I send my closest friends long, unedited paragraphs most weeks, because a thought only holds up once someone has pushed back on it. My roommate Alex and I do this constantly, asking each other questions that would sound offensive to anyone else: why do you think that, and what are you actually optimizing for? That last one has been the loud question lately, and the last two months are why.

In that stretch I graduated from UT-Austin in ECE with the master's in the fall, hiked Acatenango in Guatemala, and moved to San Francisco to start at Coinbase as a software engineer. Acatenango was 13,045 feet, camping overnight as Fuego erupted every fifteen minutes, and it is hard to stand on a volcano at 2am and still think your problems are large. A few weeks later I was at a desk in San Francisco, which delivers the opposite message: that you are not aiming high enough.

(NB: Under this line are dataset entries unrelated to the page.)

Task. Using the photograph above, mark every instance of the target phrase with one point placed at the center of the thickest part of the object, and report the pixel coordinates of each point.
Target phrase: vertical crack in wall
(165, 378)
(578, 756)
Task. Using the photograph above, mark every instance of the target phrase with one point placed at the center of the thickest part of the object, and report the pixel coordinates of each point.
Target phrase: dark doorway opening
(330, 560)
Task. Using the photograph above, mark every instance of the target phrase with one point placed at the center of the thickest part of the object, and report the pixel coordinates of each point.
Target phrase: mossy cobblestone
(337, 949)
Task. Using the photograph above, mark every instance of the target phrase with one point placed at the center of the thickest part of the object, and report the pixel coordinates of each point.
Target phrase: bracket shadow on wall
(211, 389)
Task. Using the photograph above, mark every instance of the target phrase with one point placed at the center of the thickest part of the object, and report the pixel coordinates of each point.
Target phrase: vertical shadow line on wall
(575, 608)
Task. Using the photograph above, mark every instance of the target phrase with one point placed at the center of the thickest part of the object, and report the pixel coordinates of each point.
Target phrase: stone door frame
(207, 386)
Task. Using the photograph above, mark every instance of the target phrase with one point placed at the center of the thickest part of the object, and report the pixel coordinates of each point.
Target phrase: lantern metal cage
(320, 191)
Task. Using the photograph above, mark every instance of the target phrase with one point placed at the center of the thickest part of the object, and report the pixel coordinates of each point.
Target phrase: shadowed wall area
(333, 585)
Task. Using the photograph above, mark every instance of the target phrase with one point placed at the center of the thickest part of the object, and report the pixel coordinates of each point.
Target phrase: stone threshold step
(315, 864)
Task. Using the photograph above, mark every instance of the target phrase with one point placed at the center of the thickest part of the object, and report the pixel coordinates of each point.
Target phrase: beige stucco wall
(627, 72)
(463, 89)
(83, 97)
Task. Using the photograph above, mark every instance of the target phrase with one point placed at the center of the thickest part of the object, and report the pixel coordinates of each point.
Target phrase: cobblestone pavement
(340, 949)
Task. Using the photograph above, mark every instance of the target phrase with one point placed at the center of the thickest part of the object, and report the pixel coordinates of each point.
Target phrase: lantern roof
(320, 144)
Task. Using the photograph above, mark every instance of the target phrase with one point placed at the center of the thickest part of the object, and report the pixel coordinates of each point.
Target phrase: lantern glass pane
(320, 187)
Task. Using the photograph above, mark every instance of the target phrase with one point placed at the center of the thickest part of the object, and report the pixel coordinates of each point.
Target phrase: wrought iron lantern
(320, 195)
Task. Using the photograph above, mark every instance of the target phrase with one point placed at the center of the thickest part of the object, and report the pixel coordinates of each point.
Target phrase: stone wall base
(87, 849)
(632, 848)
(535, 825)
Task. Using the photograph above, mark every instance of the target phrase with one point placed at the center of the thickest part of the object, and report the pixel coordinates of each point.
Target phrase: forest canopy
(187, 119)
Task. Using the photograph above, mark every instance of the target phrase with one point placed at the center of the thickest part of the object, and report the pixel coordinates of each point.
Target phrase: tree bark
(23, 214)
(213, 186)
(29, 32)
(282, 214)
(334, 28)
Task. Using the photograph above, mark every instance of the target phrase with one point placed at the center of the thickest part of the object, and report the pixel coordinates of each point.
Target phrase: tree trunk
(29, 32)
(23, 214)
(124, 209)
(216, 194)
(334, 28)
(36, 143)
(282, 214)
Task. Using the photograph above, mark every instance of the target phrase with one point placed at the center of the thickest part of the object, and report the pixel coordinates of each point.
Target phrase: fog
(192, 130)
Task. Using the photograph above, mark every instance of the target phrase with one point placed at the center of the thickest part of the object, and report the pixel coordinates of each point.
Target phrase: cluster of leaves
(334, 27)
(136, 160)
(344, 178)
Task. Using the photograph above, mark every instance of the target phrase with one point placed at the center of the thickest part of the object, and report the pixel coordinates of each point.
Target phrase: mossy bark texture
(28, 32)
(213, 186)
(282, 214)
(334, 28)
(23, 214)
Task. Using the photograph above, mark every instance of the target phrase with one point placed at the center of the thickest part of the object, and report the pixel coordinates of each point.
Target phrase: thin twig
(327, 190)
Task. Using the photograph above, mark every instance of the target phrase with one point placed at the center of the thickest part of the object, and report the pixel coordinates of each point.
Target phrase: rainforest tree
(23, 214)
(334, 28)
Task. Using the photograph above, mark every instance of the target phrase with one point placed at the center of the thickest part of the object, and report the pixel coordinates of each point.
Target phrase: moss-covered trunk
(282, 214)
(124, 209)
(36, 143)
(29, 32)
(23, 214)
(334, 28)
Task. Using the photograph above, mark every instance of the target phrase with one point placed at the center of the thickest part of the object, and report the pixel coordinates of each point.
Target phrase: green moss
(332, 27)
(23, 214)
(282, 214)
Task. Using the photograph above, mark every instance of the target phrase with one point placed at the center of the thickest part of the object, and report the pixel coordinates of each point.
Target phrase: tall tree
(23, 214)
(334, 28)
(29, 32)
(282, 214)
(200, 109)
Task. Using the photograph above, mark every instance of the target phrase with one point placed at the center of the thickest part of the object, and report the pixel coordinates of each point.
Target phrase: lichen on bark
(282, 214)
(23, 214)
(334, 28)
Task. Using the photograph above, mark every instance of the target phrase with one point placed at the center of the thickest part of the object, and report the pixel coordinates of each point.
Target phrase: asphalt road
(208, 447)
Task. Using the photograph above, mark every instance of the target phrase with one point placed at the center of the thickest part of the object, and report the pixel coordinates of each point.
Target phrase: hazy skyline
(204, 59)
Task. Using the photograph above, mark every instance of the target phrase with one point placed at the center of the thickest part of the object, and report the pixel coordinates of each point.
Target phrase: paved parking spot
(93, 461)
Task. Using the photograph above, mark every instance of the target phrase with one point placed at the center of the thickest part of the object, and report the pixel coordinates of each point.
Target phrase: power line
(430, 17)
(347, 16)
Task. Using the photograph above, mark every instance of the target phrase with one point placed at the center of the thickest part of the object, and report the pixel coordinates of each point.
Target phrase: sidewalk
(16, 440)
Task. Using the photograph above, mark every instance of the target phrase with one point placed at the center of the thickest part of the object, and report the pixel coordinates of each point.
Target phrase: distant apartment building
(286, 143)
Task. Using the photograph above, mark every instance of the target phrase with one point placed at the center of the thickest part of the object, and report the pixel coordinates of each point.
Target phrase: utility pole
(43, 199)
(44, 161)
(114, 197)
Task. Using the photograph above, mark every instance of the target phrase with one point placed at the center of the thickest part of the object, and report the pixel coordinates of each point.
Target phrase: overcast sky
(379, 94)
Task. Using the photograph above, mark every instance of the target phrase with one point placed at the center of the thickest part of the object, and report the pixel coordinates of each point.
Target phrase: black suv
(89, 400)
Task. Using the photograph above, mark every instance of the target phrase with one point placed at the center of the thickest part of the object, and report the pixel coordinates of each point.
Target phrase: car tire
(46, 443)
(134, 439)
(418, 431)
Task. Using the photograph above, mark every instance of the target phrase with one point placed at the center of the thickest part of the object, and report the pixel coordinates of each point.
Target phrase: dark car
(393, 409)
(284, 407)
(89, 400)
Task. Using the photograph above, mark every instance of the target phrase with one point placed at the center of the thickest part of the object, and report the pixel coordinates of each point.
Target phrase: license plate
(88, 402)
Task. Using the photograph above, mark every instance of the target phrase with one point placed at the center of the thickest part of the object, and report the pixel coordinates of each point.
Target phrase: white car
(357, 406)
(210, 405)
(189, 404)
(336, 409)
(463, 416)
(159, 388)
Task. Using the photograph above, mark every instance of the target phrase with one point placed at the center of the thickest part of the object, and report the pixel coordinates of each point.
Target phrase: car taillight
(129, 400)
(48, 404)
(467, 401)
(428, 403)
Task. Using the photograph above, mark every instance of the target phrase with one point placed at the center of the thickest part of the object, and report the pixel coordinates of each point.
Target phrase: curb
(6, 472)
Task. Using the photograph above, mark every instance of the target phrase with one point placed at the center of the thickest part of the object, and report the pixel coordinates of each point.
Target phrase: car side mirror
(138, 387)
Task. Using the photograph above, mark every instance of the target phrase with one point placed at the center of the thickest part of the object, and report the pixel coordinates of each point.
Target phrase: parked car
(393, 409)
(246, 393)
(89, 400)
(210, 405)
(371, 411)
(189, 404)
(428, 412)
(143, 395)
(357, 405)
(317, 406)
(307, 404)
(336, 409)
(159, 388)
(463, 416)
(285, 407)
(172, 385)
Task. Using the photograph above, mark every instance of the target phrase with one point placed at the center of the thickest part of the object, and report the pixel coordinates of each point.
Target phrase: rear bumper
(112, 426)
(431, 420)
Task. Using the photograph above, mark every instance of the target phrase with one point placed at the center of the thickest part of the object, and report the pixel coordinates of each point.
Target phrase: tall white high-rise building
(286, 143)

Coinbase is where I feel that pull most directly. The job isn't a bet on crypto prices; the company's mission is to increase economic freedom, rebuilding financial infrastructure so access stops depending on where you were born, and crypto is already a $2.7 trillion asset class. My five-year goal is venture capital, so this is where I learn what is actually worth backing.

The risk is that San Francisco runs on a single monoculture, where almost everyone works in tech and success has one legible definition. This week made the point. Anthropic raised $65 billion at a $965 billion valuation, passing OpenAI as the most valuable AI company, while days earlier Pope Leo XIV used his first encyclical to argue that AI should be "disarmed," criticizing the race for ever larger models. Holding both of those at once is the real condition of being here.

I am not immune to the pull, but stepping away keeps my thinking from going flat, so I do it on purpose. Last month I drove to Carmel and spent a day at Point Lobos, somewhere nobody asks what you do for work, and cycling 60 miles a week and climbing clear the noise the same way. Cooking and baking work differently: they end with something I made instead of something I solved, answerable to nothing but my own taste, and after a week of solving other people's problems, that is the part that feels most like me.

All of it sharpens the same habit, which is catching myself before I rationalize. A documentary on Japanese whaling stuck with me, not for the conservation angle but as a clean case of people building airtight reasoning around a decision they had already made, which is exactly the failure I try to spot in myself. So I keep asking what I have already decided and quietly started defending. Clarity of thought leads to efficiency of action, but only if the self-examination comes first. This is just the current version of that work.